Results were consistent across the countries where patients were enrolled (Spain, Italy, France, Germany, Poland, the Czech Republic, and Hungary), age (mean 76), sex (31% women), diabetes and kidney disease status, and prior revascularization.

“The trial results are broadly applicable to the general population,” Fuster’s group suggested, “especially considering that the average age at the time of a first myocardial infarction is now 65.6 years for men and 72.0 years for women, along with the high prevalence of diabetes mellitus, chronic kidney disease, and previous coronary artery disease in these patients.”

All patients were enrolled before the end of 2019 and followed for a median of 36 months, during which the COVID-19 pandemic likely kept some patients from trial visits.

Other limitations included a lack of adjustment for multiple comparisons of secondary outcomes, which made the lower cardiovascular death rate in the polypill group (3.9% vs 5.8%) only a hypothesis-generating finding.

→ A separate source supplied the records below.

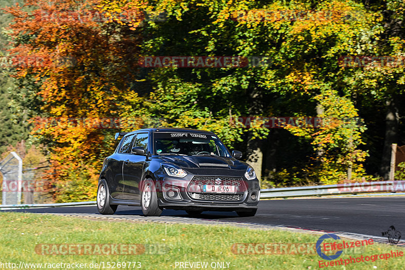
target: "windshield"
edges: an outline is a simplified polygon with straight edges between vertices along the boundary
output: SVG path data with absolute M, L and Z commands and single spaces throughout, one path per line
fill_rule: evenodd
M 209 134 L 155 132 L 154 141 L 154 151 L 158 155 L 231 157 L 219 139 Z

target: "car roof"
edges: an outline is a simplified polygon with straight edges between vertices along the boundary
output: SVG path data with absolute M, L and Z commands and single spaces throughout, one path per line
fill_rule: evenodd
M 182 128 L 180 127 L 157 127 L 157 128 L 142 128 L 142 129 L 138 129 L 137 130 L 134 130 L 133 131 L 131 131 L 130 132 L 128 132 L 128 134 L 142 131 L 152 131 L 153 132 L 183 131 L 183 132 L 193 132 L 193 133 L 200 133 L 204 134 L 211 134 L 215 135 L 215 133 L 214 132 L 207 130 L 201 130 L 200 129 L 193 129 L 192 128 Z

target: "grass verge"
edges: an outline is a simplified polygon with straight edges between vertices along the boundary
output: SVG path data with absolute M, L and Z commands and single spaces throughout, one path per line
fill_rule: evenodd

Between COVID-19 and the 14% withdrawal rate, the trial enrolled fewer patients than planned and had a lower event rate than expected, dropping the statistical power for the primary endpoint below the anticipated 80% to a “rather limited” level, noted Louise Bowman, MBBS, of the University of Oxford in England, who served as the study discussant at the hotline trial session.

An extra 10 or so events would have tipped the results the other direction, she pointed out.

In addition, “there was no way to blind participants, but that instantly risks bias, especially when it comes to reporting outcomes and adherence, and probably affects willingness to attend study visits and have blood samples taken,” she added.

Bowman expressed surprise that the adherence didn’t decline much from 6 to 24 months. “There may be biases at play, perhaps the true difference is even greater … Samples might be obtained only from more adherent participants who are more able to attend clinics.”

Still, she agreed with Fuster that the early divergence in the event curves was very encouraging for a real impact.

“I would advise caution in overinterpretation, given the limitations,” she said. However, “I will leave you with a question to consider: Do we actually need a study of a polypill strategy in order to change practice? Or should we be asking if there are any good reasons why the polypill is not a good idea given everything we now know?”